Sylosis At Relentless Garage
January 6th, 2010 by AdamComing straight from the ‘classic metal’ line of thinking Savage Messiah apparently choose to totally ignore any influences beyond the late 1980s. Normally this could be a recipe for disaster for anything but the most nostalgic of old school crowds, but tonight they pull off a storming set fuelled largely by the fact that these boys KNOW they can play. It’s not exactly breaking new ground but with vocals from the best end of the Hetfield/Mustaine ‘Yayeeeeeah!’ spectrum and a keen ear for mixing thunderous riffs with twiddly-but-not-tedious solos they’re the perfect band to get a party started. And the hair, so much hair…
Unfortunately the same enthusiasm can’t be carried over to South Wales boys Anterior. Coming from a similar vein as tonight’s headliners with their mix of old school thrashing and modern metal sensibilities there’s nothing notably wrong with the set, it just feels a little formulaic. They play hefty, competent, straight-up metal with the prerequisite breakdowns and rockstar poses in all the right places, and to their credit they do deal with some inane crowd heckling pretty admirably, but some kind of spark is needed if they’re ever going to progress beyond the mid-bill slot.
The early heaviness feels like easy listening once Ted Maul take to the stage with an almost intolerable, guttural noise incorporating grind, drum and bass and death metal. The audio torture hardly lets up in a barrage that only very occasionally allows glimpses of actual riffs and individual sounds. Despite the chaos it’s a spectacle to watch, flying dreads and drummed hairy chests akimbo. You get the feeling that they don’t give a flying fuck if they make any fans or not – an audience comment that the set was ‘like being raped’ probably only touches on their intended result.

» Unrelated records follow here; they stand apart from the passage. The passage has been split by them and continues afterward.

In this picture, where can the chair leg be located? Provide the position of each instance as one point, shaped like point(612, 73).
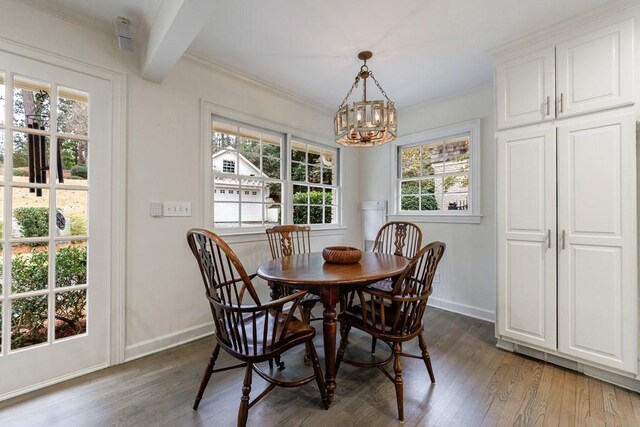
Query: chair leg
point(397, 368)
point(305, 312)
point(313, 355)
point(206, 376)
point(305, 317)
point(426, 357)
point(243, 412)
point(344, 340)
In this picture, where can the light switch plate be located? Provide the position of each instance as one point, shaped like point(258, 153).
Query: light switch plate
point(172, 208)
point(155, 209)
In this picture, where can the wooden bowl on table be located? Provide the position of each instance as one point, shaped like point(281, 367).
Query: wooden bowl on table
point(341, 254)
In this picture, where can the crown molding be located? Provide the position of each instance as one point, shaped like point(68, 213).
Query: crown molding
point(462, 93)
point(83, 21)
point(571, 24)
point(211, 65)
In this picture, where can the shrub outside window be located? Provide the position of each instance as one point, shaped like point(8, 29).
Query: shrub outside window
point(314, 178)
point(437, 172)
point(260, 178)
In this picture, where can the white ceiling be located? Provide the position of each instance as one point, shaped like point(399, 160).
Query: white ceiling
point(423, 49)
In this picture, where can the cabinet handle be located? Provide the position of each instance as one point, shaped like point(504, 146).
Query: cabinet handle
point(548, 105)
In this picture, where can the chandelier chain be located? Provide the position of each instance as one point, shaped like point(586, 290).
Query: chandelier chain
point(353, 86)
point(379, 87)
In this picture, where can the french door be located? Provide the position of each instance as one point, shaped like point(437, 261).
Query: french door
point(55, 211)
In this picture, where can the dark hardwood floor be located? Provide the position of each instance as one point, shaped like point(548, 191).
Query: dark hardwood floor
point(476, 384)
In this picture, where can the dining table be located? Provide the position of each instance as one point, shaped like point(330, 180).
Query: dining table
point(330, 282)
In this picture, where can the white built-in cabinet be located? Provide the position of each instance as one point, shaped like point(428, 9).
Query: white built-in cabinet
point(566, 201)
point(585, 74)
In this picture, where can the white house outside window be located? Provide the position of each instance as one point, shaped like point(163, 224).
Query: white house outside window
point(437, 173)
point(249, 188)
point(229, 166)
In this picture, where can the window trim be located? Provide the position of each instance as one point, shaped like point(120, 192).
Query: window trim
point(472, 215)
point(290, 133)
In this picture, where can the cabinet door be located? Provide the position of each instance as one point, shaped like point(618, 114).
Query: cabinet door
point(525, 89)
point(597, 285)
point(526, 237)
point(595, 72)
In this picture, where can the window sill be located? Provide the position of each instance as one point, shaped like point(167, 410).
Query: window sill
point(448, 218)
point(260, 236)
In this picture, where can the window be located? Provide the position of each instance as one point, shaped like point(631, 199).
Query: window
point(228, 166)
point(254, 162)
point(437, 172)
point(313, 173)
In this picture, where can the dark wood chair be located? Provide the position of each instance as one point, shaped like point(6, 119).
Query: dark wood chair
point(395, 317)
point(285, 240)
point(395, 238)
point(251, 333)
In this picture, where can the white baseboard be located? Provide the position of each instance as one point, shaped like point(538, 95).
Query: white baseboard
point(52, 381)
point(467, 310)
point(167, 341)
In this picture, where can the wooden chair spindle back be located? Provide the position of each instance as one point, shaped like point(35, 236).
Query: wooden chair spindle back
point(398, 238)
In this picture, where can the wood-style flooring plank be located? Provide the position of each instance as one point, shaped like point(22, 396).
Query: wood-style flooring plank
point(476, 384)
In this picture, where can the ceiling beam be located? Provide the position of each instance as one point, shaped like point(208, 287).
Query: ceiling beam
point(177, 23)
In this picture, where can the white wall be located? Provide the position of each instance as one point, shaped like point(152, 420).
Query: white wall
point(164, 296)
point(467, 271)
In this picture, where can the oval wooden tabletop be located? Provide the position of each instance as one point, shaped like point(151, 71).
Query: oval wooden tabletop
point(311, 269)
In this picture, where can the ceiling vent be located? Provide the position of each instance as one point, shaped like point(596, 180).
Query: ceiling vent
point(123, 31)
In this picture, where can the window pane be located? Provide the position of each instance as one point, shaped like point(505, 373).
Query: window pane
point(74, 156)
point(273, 192)
point(71, 212)
point(428, 203)
point(410, 162)
point(330, 196)
point(426, 155)
point(313, 157)
point(298, 152)
point(251, 214)
point(30, 212)
point(410, 203)
point(31, 103)
point(273, 214)
point(1, 154)
point(330, 215)
point(299, 172)
point(300, 194)
point(456, 201)
point(300, 214)
point(29, 321)
point(29, 267)
point(71, 313)
point(1, 280)
point(73, 111)
point(410, 187)
point(271, 167)
point(71, 263)
point(428, 186)
point(270, 149)
point(328, 167)
point(226, 215)
point(30, 158)
point(314, 174)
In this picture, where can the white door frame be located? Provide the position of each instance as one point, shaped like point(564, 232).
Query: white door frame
point(117, 138)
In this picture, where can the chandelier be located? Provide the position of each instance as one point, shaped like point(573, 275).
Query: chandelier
point(365, 123)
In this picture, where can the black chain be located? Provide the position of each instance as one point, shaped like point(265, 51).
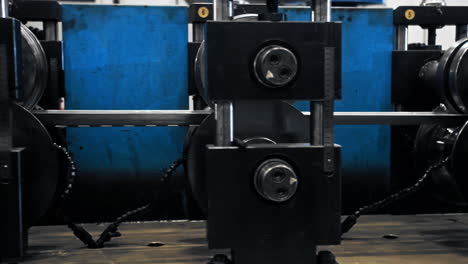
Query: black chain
point(70, 180)
point(351, 220)
point(112, 229)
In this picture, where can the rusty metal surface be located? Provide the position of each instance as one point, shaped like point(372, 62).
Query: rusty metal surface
point(428, 239)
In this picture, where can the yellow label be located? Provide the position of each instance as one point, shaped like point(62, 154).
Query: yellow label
point(203, 12)
point(410, 14)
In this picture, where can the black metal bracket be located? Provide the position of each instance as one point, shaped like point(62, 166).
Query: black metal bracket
point(28, 10)
point(12, 242)
point(431, 15)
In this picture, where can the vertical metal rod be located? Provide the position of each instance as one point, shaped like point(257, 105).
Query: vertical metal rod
point(221, 9)
point(4, 8)
point(432, 36)
point(322, 10)
point(462, 32)
point(50, 30)
point(198, 32)
point(401, 38)
point(272, 6)
point(224, 116)
point(316, 124)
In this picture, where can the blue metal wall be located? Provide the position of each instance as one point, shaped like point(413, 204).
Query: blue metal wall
point(136, 58)
point(366, 72)
point(359, 1)
point(124, 57)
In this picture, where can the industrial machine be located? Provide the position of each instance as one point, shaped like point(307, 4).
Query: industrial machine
point(263, 80)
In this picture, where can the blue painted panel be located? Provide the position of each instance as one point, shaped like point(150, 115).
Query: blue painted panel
point(359, 1)
point(366, 86)
point(124, 57)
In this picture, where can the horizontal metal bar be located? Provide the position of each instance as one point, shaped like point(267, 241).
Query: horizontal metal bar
point(194, 118)
point(121, 117)
point(397, 118)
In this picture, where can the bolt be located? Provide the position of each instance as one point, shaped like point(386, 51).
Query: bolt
point(275, 180)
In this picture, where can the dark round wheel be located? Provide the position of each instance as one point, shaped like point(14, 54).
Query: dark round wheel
point(458, 78)
point(41, 170)
point(459, 162)
point(35, 72)
point(254, 122)
point(447, 75)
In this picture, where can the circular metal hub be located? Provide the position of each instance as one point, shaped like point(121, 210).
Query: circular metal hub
point(275, 180)
point(35, 72)
point(262, 122)
point(275, 66)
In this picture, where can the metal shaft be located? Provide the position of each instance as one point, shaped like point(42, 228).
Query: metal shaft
point(432, 36)
point(272, 6)
point(195, 118)
point(462, 32)
point(401, 39)
point(222, 9)
point(50, 30)
point(322, 10)
point(224, 116)
point(316, 126)
point(4, 8)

Despite having only one album and a pair of EPs to their name Sylosis manage to slot more bar-raising anthems into their frantically paced fifty minutes than most other bands do with a decade’s back catalogue to work from. ‘Oath Of Silence’ and ‘Conclusion Of An Age’ display some awesome guitar harmonics, and Jamie Graham’s brutal vocal range sits nicely next to good old fashioned head-bang moments. The most impressive thing is the effortlessness with which they tear up the crowd, combining the song structures of old school metal with the hardcore aggression and technicality of more recent thrash and hardcore influences. It all ends in a spiralling wall of death to ‘Teras’, leaving no doubt that this is the start of something big: Sylosis are coming and they’re out for blood.